Il pilota del Team LCR Honda arriva a Le Mans dopo un bel quarto posto nel GP di Jerez. Un risultato che è servito al pilota giapponese a risollevare il morale dopo un inizio di stagione molto in affanno. La gara francese potrebbe regalare quindi un altro bel piazzamento.

Nuove soluzioni, nuovi risultati


“Un passo avanti a Jerez? - ha detto il pilota Honda in conferenza stampa - Lo spero davvero! A cominciare dai test in Qatar non abbiamo fatto le migliori prestazioni possibili, così come nelle prime gare. Non siamo riusciti a trovare soluzioni ai nostri problemi. A Portimao siamo partiti ultimi e siamo riusciti a chiudere in top ten. Da lì abbiamo iniziato a pensare a delle soluzioni, magari non quelle ideali ma quelle che possono permetterci di lottare per posizioni importanti. E a Jerez siamo arrivati vicino al podio. Quindi, è stato un grande risultato per noi”.

Il lavoro in Casa Honda


Al momento, però, la Casa Alata si trova un po' nell'occhio del ciclone in quanto i suoi piloti, fatta eccezione per Nakagami, non stanno ottenendo alcun risultato. Detto questo, al Team Honda possono contare su ben cinque riders, un numero rilevante: “Un pilota in più può sempre portare ulteriori dati per sviluppare la moto. – ha spiegato - In più può aiutare anche noi piloti a non perdere la direzione. Sembra che abbiamo trovato la direzione giusta mi sento a mio agio sulla moto nuova e va bene così”.

Ma cosa ha provato di nuovo Takaaki nei test fatti a Jerez? “Il test di lunedì ha avuto come priorità provare alcuni telai. Per noi è stato un buon test e abbiamo avuto un buon feeling”.

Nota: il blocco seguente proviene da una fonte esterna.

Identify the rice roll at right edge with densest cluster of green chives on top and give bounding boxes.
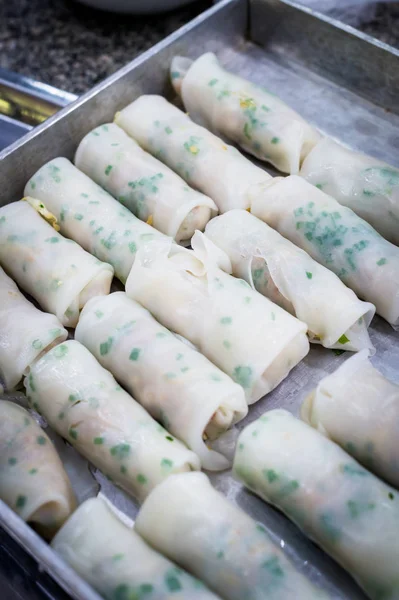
[251,175,399,328]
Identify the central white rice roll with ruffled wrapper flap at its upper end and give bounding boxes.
[126,232,309,404]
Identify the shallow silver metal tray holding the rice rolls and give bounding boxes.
[0,0,399,600]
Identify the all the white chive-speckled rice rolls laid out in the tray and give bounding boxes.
[0,53,399,600]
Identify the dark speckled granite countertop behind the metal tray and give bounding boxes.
[0,0,399,94]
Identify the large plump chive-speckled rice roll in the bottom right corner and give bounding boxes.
[233,410,399,600]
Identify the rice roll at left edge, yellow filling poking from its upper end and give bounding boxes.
[0,199,114,327]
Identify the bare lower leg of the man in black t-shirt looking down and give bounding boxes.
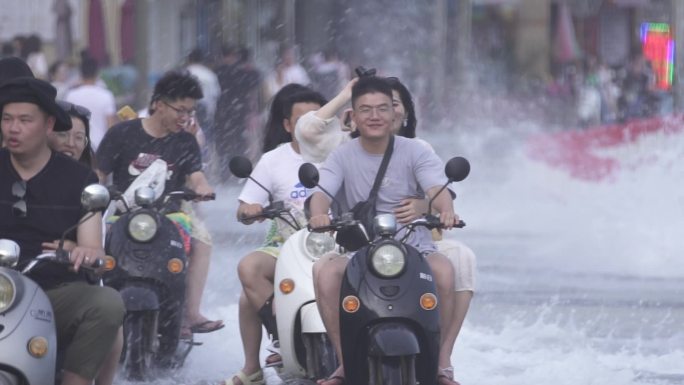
[185,239,211,325]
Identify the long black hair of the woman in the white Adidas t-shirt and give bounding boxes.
[262,83,327,152]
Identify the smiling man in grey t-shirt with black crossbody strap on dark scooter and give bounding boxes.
[309,77,458,385]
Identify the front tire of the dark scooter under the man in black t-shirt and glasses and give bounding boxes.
[123,311,156,381]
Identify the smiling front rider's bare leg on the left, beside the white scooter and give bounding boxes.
[313,254,349,384]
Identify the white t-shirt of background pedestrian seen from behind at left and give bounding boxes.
[66,84,116,151]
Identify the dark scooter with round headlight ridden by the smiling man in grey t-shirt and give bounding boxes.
[299,157,470,385]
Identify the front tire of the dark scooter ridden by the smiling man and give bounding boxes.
[368,355,416,385]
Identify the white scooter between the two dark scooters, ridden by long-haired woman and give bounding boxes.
[230,157,338,379]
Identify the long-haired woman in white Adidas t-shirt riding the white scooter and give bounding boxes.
[224,84,326,385]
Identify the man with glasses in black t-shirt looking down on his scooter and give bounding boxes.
[96,71,223,337]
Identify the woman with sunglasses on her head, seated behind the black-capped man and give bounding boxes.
[43,100,123,385]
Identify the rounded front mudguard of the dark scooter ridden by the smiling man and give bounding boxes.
[368,322,420,357]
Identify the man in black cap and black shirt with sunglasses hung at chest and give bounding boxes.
[0,76,124,385]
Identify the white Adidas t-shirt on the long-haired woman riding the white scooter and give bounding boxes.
[238,143,319,239]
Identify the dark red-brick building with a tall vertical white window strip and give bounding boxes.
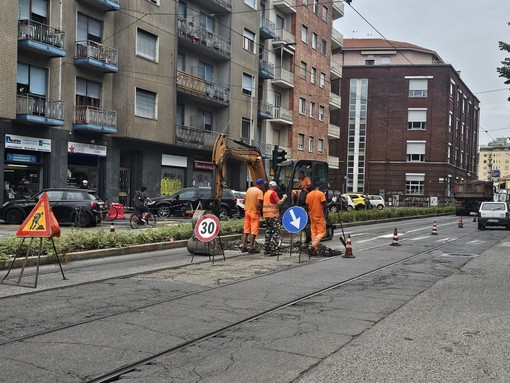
[337,39,480,203]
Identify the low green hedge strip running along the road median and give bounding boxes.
[0,207,455,260]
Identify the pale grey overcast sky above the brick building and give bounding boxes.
[334,0,510,145]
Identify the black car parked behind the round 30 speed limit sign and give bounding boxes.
[151,187,239,219]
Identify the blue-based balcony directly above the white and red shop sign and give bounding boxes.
[73,105,117,133]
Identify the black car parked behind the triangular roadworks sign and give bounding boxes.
[0,188,104,227]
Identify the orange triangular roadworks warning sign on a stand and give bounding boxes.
[16,193,60,238]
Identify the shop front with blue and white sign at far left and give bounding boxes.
[3,134,51,201]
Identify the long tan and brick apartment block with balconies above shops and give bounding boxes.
[0,0,343,205]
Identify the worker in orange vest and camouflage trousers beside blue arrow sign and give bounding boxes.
[262,181,287,255]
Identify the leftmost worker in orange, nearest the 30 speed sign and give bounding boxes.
[241,178,265,253]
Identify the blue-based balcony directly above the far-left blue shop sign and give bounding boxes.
[16,94,64,126]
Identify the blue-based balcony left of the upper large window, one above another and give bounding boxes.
[74,40,119,73]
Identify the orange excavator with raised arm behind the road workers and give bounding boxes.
[188,134,334,253]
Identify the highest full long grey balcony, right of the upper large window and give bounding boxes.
[177,17,231,60]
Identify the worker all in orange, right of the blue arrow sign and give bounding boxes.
[306,182,336,254]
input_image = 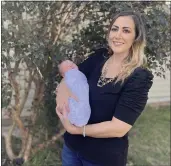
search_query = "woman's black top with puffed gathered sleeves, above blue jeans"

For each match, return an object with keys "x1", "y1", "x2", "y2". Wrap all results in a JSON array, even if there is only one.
[{"x1": 64, "y1": 48, "x2": 153, "y2": 166}]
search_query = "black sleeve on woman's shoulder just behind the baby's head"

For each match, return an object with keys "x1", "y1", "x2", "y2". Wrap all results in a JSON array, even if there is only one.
[{"x1": 78, "y1": 48, "x2": 107, "y2": 79}]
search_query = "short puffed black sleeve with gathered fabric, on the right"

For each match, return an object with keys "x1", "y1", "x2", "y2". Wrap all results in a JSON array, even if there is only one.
[{"x1": 114, "y1": 68, "x2": 153, "y2": 125}]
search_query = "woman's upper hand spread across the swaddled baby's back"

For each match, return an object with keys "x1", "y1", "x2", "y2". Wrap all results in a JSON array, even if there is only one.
[{"x1": 56, "y1": 80, "x2": 78, "y2": 113}]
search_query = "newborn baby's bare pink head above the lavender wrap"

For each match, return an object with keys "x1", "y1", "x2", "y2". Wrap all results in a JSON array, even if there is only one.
[{"x1": 58, "y1": 60, "x2": 78, "y2": 76}]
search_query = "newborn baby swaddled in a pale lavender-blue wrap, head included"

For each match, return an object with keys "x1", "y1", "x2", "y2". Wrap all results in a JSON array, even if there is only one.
[{"x1": 59, "y1": 60, "x2": 91, "y2": 127}]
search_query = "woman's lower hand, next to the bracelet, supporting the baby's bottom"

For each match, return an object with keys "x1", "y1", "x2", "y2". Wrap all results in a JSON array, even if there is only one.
[{"x1": 56, "y1": 106, "x2": 82, "y2": 134}]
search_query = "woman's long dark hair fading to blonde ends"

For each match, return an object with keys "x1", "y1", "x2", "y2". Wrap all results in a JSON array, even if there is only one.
[{"x1": 107, "y1": 11, "x2": 147, "y2": 83}]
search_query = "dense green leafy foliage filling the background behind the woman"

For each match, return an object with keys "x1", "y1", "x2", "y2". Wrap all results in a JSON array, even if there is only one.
[{"x1": 1, "y1": 1, "x2": 170, "y2": 165}]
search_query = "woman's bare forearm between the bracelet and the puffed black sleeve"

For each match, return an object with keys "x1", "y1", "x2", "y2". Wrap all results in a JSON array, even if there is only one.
[{"x1": 77, "y1": 121, "x2": 123, "y2": 138}]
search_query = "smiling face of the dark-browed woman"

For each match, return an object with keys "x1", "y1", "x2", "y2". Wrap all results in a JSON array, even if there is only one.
[{"x1": 108, "y1": 16, "x2": 135, "y2": 54}]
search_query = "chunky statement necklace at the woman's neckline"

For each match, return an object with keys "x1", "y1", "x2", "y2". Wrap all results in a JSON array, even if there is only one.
[{"x1": 97, "y1": 60, "x2": 116, "y2": 87}]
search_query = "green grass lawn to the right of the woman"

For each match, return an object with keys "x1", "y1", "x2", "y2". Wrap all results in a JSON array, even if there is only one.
[{"x1": 127, "y1": 106, "x2": 170, "y2": 166}]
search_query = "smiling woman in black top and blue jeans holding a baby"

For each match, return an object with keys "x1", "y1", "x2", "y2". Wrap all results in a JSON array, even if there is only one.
[{"x1": 56, "y1": 11, "x2": 153, "y2": 166}]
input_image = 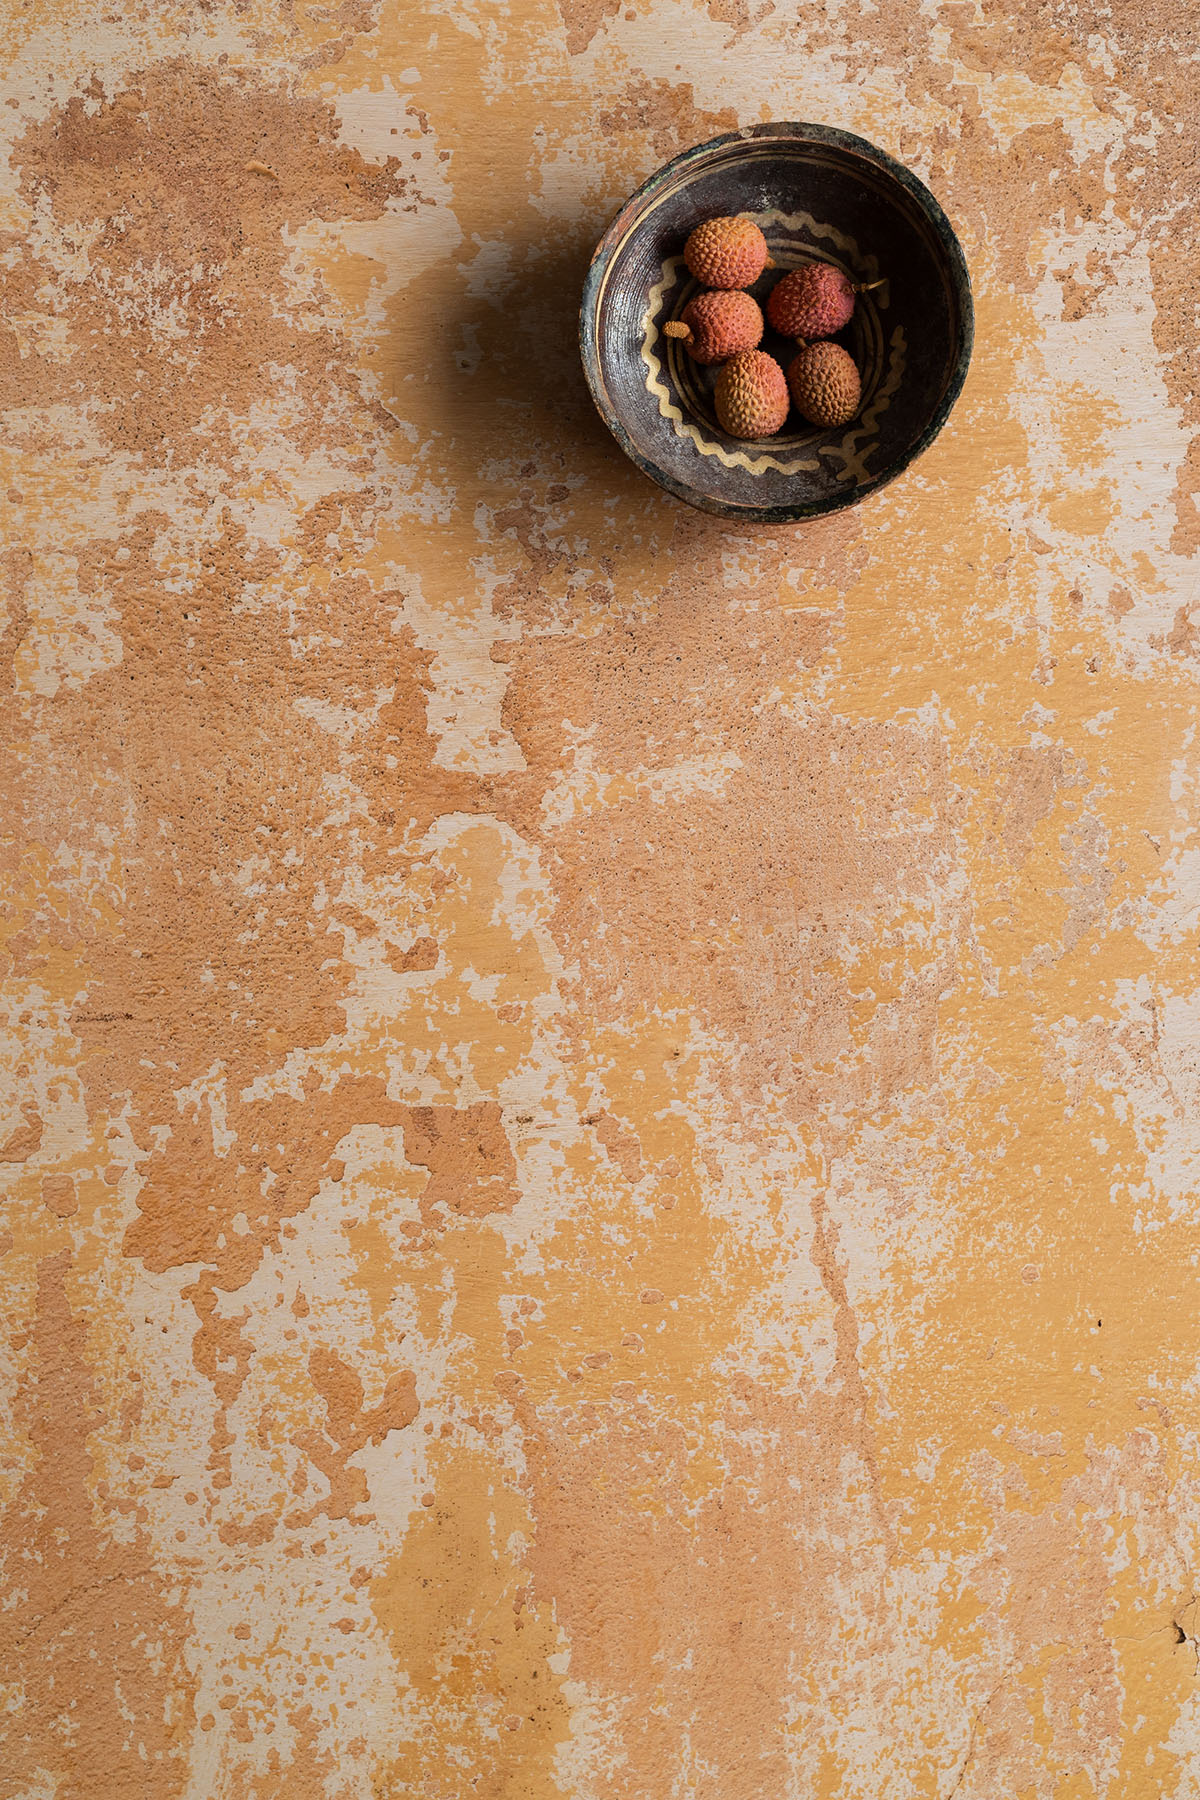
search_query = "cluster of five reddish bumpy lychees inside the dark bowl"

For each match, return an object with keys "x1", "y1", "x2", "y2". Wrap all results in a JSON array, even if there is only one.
[{"x1": 662, "y1": 218, "x2": 878, "y2": 437}]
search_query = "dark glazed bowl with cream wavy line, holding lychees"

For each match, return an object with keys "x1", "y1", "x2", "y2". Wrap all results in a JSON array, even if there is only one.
[{"x1": 579, "y1": 124, "x2": 973, "y2": 522}]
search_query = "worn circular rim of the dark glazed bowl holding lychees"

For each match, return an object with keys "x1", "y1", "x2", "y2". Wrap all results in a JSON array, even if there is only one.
[{"x1": 579, "y1": 119, "x2": 975, "y2": 524}]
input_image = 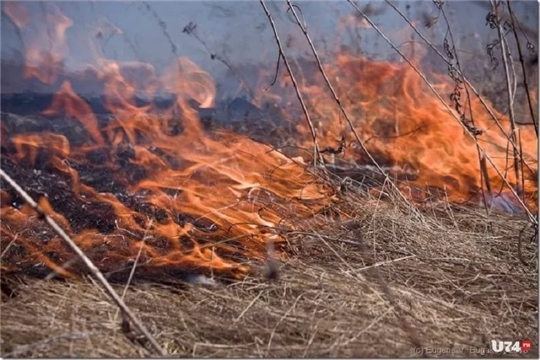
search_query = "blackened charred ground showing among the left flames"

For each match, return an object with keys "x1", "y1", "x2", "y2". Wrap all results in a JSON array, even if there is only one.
[{"x1": 0, "y1": 100, "x2": 310, "y2": 280}]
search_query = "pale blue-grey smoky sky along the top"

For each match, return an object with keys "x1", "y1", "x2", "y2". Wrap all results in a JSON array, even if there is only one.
[{"x1": 1, "y1": 0, "x2": 538, "y2": 94}]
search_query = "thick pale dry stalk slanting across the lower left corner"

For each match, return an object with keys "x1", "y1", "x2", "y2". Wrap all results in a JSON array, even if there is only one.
[{"x1": 0, "y1": 169, "x2": 166, "y2": 356}]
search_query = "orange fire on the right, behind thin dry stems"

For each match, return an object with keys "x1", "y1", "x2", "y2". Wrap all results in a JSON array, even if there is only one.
[{"x1": 262, "y1": 53, "x2": 538, "y2": 211}]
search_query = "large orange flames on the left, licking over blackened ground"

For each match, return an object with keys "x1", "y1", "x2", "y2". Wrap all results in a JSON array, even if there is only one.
[{"x1": 0, "y1": 3, "x2": 332, "y2": 276}]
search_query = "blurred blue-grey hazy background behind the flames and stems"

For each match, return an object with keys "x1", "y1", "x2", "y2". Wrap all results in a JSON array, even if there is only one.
[{"x1": 1, "y1": 0, "x2": 538, "y2": 103}]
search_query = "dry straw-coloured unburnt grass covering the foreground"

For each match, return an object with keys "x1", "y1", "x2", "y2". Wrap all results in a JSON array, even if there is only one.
[{"x1": 1, "y1": 179, "x2": 538, "y2": 357}]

Questo porta i piloti Honda ad essere un po' dei test rider? “No, assolutamente no! - ha concluso - Normalmente Stefan Bradl è quello che prova tutti i nuovi pezzi, ne testa molti. Lui ha provato tanto a Jerez e con lui sono quelli del test team a fare il lavoro. Poi se Stefan approva, noi piloti possiamo usare delle parti nuove”.